Hope of better times
And Patrick Evans, Chesterfield Foodbank project coordinator, said: “We spend every day helping out people whose lives are at crisis point. The problem in places like Chesterfield and the communities that surround it is that the issues which lie behind those crises have been around for a long time because this is a place that’s never really recovered from industrial decline.
“What HS2 should bring is not just rejuvenation but finally some hope of better times after all these decades.
“In particular, the depot that is being planned for Staveley will bring desperately needed jobs back to a deprived area that has been neglected for too long.
“The knock-on effects these good jobs will have on the people who live in these communities is almost beyond measure. Investment in their lives is long overdue and HS2 finally offers them a way forward, but if those jobs don’t come the consequences will be depressingly familiar. It would be devastating.”
Their feelings have been echoed by leading civic figures.
Scott Knowles, chief executive of the East Midlands Chamber of Commerce, which is based in Chesterfield, said: “The importance of this opportunity to regenerate, level up and make a real difference to people and communities cannot be overstated and must not be missed.”
Think big and take action
Lord Bob Kerslake, former head of the Home Civil Service, who chaired UK2070 Commission, which highlighted the issues behind ‘levelling up’, said: “In the wake of the pandemic, it’s clear that Government needs to think big and take action at an historic scale. Investing in a new infrastructure backbone is a good place to start, and the basic principle behind levelling-up suggests Government’s heart is in the right place.
“By the same token, failing to connect towns and communities like Chesterfield and Staveley to that new infrastructure backbone would seriously compromise those efforts.

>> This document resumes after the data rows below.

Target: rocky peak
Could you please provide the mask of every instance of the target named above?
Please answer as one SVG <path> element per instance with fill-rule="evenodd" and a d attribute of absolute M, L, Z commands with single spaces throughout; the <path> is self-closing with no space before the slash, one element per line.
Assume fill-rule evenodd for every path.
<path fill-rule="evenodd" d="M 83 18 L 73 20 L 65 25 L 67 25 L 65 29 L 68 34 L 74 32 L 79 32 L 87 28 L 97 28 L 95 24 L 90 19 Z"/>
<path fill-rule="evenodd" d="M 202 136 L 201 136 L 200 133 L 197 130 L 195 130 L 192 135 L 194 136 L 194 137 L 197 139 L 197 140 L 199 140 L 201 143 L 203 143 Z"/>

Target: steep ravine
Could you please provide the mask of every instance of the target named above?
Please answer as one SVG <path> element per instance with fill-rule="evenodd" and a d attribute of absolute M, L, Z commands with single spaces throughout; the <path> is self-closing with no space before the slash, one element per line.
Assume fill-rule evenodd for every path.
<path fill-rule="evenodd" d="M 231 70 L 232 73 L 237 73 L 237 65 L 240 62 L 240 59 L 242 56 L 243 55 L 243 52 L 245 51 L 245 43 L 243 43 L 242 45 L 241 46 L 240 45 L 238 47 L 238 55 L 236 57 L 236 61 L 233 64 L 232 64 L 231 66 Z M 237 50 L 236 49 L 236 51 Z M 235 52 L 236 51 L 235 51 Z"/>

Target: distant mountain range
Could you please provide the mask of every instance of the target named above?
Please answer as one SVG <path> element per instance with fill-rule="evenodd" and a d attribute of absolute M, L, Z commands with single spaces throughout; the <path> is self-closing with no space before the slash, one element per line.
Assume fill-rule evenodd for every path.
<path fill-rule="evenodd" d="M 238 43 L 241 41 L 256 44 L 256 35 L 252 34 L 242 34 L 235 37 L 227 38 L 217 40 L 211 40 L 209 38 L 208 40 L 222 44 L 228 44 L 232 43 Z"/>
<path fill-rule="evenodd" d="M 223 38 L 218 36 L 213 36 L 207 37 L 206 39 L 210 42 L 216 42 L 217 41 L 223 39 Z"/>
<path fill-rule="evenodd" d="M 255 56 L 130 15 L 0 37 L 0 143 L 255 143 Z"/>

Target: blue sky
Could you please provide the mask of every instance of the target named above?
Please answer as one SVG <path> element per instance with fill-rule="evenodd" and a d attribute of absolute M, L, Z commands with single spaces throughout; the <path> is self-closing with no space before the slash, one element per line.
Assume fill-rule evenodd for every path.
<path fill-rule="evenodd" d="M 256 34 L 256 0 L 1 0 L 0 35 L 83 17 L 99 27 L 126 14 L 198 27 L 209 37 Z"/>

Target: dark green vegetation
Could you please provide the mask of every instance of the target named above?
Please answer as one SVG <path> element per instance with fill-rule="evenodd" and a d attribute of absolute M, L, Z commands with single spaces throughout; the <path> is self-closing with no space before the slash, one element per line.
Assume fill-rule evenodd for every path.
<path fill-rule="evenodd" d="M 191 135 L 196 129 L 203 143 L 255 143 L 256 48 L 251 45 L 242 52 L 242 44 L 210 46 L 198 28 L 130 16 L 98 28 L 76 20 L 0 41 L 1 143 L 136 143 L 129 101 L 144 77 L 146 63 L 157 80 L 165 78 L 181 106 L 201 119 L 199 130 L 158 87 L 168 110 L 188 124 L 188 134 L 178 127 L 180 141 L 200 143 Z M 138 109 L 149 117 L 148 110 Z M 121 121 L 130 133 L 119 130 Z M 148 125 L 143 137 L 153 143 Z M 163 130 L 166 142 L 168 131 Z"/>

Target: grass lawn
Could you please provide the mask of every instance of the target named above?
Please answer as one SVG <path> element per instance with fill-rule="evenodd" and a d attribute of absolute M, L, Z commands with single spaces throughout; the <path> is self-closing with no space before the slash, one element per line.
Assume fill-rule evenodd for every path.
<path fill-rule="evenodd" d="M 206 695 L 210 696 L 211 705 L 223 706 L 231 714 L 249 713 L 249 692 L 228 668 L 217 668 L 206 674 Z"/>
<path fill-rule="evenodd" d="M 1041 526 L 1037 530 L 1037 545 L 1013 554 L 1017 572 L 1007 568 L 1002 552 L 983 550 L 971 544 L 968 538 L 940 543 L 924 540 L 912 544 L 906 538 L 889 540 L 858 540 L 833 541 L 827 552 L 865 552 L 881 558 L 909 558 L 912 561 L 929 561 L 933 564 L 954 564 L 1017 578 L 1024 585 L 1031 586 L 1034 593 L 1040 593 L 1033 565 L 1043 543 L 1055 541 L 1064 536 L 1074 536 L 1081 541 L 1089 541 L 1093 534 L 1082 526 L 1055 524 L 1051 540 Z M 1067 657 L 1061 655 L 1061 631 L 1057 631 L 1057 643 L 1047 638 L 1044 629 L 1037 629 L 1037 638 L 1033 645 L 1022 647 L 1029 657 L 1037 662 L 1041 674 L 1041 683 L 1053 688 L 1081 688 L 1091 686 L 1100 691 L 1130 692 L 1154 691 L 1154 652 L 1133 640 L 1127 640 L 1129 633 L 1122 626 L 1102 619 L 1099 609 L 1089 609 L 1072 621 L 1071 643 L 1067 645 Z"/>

“Rarely can a single decision have been so consequential. We desperately need to connect more places and more people to better opportunities. There are detailed investment plans along all points of HS2’s eastern leg – some of which have been developed with government’s help. To cut the artery which would feed those growth opportunities would be an historic error.”
Natalie Gasson-McKinley, of the Federation of Small Businesses in Derbyshire said: “Rather like small firms, small communities are too often overlooked in debates about major investment. If levelling-up is to mean anything then that has to end and we need to see HS2 trains rolling into places like Chesterfield.”
A Department for Transport spokesman said: “We’re committed to bringing the benefits of high speed rail to the East Midlands, Yorkshire and beyond.
“Our Integrated Rail Plan will outline how projects, including HS2 and Northern Powerhouse Rail, can work together to deliver the reliable train services that passengers need and deserve, as quickly as possible.”